Today, a request for code review came across the ZFS developers’ mailing list. Developer George Amanakis has ported and revised code improvement that makes the L2ARC—OpenZFS’s read cache device feature—persistent across reboots. Amanakis explains:
The last couple of months I have been working on getting L2ARC persistence to work in ZFSonLinux.
This effort was based on previous work by Saso Kiselkov (@skiselkov) in Illumos (https://www.illumos.org/issues/3525), which was later ported by Yuxuan Shui (@yshui) to ZoL (https://github.com/zfsonlinux/zfs/pull/2672), subsequently modified by Jorgen Lundman (@lundman), and rebased to master with multiple additions and changes by me (@gamanakis).
The end result is in: https://github.com/zfsonlinux/zfs/pull/9582
For those unfamiliar with the nuts and bolts of ZFS, one of its distinguishing features is the use of the ARC—Adaptive Replacement Cache—algorithm for read cache. Standard filesystem LRU (Least Recently Used) caches—used in NTFS, ext4, XFS, HFS+, APFS, and pretty much anything else you’ve likely heard of—will readily evict “hot” (frequently accessed) storage blocks if large volumes of data are read once.
By contrast, each time a block is re-read within the ARC, it becomes more heavily prioritized and more difficult to push out of cache as new data is read in. The ARC also tracks recently evicted blocks—so if a block keeps getting read back into cache after eviction, this too will make it more difficult to evict. This leads to much higher cache hit rates—and therefore lower latencies and more throughput and IOPS available from the actual disks—for most real-world workloads.
The primary ARC is kept in system RAM, but an L2ARC—Layer 2 Adaptive Replacement Cache—device can be created from one or more fast disks. In a ZFS pool with one or more L2ARC devices, when blocks are evicted from the primary ARC in RAM, they are moved down to L2ARC rather than being thrown away entirely. In the past, this feature has been of limited value, both because indexing a large L2ARC occupies system RAM which could have been better used for primary ARC and because L2ARC was not persistent across reboots.
The issue of indexing L2ARC consuming too much system RAM was largely mitigated several years ago, when the L2ARC header (the part for each cached record that must be stored in RAM) was reduced from 180 bytes to 70 bytes. For a 1TiB L2ARC, servicing only datasets with the default 128KiB recordsize, this works out to 640MiB of RAM consumed to index the L2ARC.

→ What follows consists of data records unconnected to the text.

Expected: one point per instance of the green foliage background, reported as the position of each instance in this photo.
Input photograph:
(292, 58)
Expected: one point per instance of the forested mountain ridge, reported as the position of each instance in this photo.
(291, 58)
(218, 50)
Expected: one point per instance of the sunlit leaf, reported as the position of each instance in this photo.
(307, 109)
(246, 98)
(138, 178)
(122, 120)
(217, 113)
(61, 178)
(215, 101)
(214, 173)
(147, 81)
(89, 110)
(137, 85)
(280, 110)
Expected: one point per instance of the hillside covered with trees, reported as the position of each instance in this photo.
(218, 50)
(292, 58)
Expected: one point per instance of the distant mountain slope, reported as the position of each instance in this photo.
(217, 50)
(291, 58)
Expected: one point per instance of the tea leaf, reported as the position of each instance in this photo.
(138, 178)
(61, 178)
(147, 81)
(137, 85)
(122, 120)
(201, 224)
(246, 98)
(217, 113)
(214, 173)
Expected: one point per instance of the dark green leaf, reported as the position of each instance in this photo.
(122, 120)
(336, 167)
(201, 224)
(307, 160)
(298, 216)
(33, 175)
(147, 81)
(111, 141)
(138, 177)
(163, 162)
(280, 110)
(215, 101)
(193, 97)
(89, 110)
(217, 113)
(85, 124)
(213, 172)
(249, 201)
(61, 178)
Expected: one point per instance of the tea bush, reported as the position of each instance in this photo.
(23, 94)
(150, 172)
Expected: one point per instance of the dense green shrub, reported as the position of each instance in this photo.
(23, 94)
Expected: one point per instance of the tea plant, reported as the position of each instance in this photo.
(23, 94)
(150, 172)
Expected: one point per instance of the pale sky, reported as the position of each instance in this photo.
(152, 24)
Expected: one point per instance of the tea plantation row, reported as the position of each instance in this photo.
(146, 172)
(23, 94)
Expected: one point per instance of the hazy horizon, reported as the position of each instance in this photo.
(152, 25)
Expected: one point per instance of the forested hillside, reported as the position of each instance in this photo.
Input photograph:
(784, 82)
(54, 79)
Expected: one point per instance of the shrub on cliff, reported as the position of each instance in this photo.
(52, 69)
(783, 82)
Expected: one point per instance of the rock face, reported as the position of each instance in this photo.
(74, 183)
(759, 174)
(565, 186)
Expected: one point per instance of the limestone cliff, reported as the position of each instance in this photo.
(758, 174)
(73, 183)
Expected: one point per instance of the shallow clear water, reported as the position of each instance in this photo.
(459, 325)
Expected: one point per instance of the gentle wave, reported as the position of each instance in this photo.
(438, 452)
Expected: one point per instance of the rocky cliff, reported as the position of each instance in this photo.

Although the RAM constraint problem is largely solved, the value of a large, fast L2ARC was still sharply limited by a lack of persistence. After each system reboot (or other export of the pool), the L2ARC empties. Amanakis’ code fixes that, meaning that many gigabytes of data cached on fast solid state devices will still be available after a system reboot, thereby increasing the value of an L2ARC device. At first blush, this seems mostly important for personal systems that get rebooted often—but it also means far more heavily loaded servers might potentially need much less “babying” while they warm up their caches after a reboot.
This code has not yet been merged into master, but Brian Behlendorf, Linux platform lead of the OpenZFS project, has signed off on it, and it’s awaiting another code review before merge into master, which is expected to happen sometime in the next few weeks if nothing bad comes up in further review or initial testing.